戦争をデジタル技術でリアルに 東大教授と学生が届けたいこと

市民に犠牲が出る戦闘が各地で続いています。
イスラエルとイスラム組織ハマスの衝突は1か月を超え、ロシアによるウクライナへの侵攻は開始から1年8か月がたちましたが、どちらも先の見えない状況です。
一方、戦争を体験した世代が少なくなった日本。
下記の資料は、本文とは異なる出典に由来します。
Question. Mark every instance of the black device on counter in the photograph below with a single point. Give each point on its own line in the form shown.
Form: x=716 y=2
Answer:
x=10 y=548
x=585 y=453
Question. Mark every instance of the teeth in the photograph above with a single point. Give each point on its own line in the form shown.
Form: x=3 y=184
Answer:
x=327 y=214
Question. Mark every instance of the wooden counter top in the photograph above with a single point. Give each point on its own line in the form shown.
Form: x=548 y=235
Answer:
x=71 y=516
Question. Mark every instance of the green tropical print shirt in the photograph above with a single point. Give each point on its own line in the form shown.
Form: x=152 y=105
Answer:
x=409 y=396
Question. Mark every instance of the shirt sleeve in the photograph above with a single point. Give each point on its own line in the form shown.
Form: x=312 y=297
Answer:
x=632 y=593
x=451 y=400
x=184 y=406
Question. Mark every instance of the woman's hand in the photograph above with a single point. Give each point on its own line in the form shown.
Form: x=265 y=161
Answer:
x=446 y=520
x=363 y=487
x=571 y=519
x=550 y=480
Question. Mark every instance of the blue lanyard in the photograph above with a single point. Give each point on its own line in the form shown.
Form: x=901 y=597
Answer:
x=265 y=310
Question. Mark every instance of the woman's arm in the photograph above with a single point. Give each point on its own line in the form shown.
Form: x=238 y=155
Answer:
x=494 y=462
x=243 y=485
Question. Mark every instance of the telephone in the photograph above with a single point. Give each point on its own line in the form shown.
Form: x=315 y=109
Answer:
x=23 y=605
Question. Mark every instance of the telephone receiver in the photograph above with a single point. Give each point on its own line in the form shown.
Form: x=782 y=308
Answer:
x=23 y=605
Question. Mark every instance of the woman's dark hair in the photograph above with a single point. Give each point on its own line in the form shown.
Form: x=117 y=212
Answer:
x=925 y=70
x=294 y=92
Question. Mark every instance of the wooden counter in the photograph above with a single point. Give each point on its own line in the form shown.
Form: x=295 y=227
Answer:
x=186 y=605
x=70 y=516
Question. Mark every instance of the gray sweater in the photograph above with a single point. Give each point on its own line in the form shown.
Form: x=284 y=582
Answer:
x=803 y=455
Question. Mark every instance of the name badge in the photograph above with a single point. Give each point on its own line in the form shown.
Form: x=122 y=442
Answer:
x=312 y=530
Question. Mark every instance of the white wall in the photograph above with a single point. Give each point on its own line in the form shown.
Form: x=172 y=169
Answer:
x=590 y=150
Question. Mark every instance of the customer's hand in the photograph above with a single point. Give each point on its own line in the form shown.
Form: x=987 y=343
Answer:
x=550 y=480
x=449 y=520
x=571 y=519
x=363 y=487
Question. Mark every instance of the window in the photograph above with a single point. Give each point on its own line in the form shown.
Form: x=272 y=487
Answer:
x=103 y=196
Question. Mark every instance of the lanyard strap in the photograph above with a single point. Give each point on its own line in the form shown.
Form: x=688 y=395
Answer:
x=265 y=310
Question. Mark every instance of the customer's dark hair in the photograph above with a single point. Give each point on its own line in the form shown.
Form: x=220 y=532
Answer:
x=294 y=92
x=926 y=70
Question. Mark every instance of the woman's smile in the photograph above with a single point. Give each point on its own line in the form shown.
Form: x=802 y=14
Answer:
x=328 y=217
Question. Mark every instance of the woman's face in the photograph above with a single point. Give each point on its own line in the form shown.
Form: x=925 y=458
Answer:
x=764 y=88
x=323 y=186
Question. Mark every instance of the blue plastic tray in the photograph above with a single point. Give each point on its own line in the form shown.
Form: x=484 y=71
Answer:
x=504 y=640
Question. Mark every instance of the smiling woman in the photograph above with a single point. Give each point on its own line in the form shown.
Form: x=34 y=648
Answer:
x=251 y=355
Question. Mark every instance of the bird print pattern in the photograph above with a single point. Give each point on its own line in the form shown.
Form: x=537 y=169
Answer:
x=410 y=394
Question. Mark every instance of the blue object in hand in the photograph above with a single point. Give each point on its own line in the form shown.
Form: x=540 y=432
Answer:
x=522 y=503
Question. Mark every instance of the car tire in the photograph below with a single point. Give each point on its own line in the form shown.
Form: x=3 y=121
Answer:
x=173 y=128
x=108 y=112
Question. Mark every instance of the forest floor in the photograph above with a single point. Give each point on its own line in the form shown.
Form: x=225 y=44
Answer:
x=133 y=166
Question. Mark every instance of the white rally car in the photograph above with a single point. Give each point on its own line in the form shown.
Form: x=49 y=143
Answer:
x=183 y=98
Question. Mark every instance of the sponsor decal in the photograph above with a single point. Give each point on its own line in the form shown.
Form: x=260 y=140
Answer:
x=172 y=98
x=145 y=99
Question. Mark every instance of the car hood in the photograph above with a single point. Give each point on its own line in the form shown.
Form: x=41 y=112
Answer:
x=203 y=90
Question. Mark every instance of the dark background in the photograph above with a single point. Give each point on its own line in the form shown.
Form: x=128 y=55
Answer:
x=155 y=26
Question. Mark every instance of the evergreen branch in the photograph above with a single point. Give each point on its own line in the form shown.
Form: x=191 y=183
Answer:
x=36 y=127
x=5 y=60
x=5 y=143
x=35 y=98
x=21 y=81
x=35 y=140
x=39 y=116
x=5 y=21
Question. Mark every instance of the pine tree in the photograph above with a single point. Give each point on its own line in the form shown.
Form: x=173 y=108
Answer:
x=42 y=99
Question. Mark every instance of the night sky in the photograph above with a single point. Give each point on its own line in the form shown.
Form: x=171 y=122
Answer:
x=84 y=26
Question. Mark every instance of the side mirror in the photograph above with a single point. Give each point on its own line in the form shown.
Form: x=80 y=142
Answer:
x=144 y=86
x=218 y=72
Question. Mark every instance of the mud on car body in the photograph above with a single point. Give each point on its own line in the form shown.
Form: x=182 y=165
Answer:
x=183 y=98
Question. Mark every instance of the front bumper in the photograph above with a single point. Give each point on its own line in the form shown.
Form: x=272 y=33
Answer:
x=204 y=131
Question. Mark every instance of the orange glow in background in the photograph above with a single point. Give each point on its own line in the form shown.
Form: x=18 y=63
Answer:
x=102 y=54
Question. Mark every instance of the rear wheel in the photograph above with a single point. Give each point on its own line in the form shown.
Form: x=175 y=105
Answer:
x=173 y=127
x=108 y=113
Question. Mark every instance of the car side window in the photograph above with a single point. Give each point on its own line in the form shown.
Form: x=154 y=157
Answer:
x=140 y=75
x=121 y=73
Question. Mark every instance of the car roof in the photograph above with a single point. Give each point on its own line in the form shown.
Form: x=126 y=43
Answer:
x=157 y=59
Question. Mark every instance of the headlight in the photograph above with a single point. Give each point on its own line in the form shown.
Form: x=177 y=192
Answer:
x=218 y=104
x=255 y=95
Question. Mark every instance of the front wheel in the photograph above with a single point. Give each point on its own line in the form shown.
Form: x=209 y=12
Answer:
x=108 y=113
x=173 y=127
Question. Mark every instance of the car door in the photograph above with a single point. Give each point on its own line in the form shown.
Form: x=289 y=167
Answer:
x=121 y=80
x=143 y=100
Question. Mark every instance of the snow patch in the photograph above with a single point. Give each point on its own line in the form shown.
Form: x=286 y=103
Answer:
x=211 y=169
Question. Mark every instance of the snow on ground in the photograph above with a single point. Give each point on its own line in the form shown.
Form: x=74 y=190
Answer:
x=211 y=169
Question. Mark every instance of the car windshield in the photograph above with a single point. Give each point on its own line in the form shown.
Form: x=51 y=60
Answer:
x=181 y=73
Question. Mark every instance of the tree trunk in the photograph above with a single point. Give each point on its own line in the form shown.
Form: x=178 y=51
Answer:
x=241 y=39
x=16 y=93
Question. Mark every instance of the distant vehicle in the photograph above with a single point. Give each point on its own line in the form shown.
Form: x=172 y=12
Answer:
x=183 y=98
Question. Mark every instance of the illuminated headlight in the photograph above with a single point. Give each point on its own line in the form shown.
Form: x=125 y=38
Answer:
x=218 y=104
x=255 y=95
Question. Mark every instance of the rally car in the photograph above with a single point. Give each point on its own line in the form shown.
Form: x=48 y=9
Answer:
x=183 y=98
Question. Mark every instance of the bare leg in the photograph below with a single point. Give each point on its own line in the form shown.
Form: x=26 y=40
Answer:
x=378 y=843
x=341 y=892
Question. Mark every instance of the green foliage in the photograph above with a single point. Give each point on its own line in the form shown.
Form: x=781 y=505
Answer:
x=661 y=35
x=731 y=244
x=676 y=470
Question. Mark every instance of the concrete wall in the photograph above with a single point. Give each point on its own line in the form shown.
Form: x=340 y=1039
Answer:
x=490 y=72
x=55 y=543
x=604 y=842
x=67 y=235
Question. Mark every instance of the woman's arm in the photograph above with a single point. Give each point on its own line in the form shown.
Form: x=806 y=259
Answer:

東京大学の学生たちが最新のデジタル技術を駆使して戦争の記憶を次の世代に届ける取り組みを行っています。
(ニュースLIVE!ゆう5時 ディレクター 溪美智)

“爆撃された建物が目の前に” VRでウクライナの被害を体験

ウクライナの被害の実態を「VR(バーチャル・リアリティー)=仮想現実」で体験できると聞き、東京大学大学院・情報学環の、渡邉英徳教授の研究室を訪ねました。

専用のゴーグルをつけるとデジタル空間に再現されたウクライナの現地の様子を360度見ることができます。

映し出されたのは首都キーウ近くの村、ホレンカでロシア軍の攻撃を受けて損壊した集合住宅です。まるで現場に入り込んだような臨場感がありました。

VRの中を見渡すと建物の前に壊れた滑り台が置かれていました。

子どもたちが暮らしていた日常が爆撃によって一瞬で失われたことが伝わってきます。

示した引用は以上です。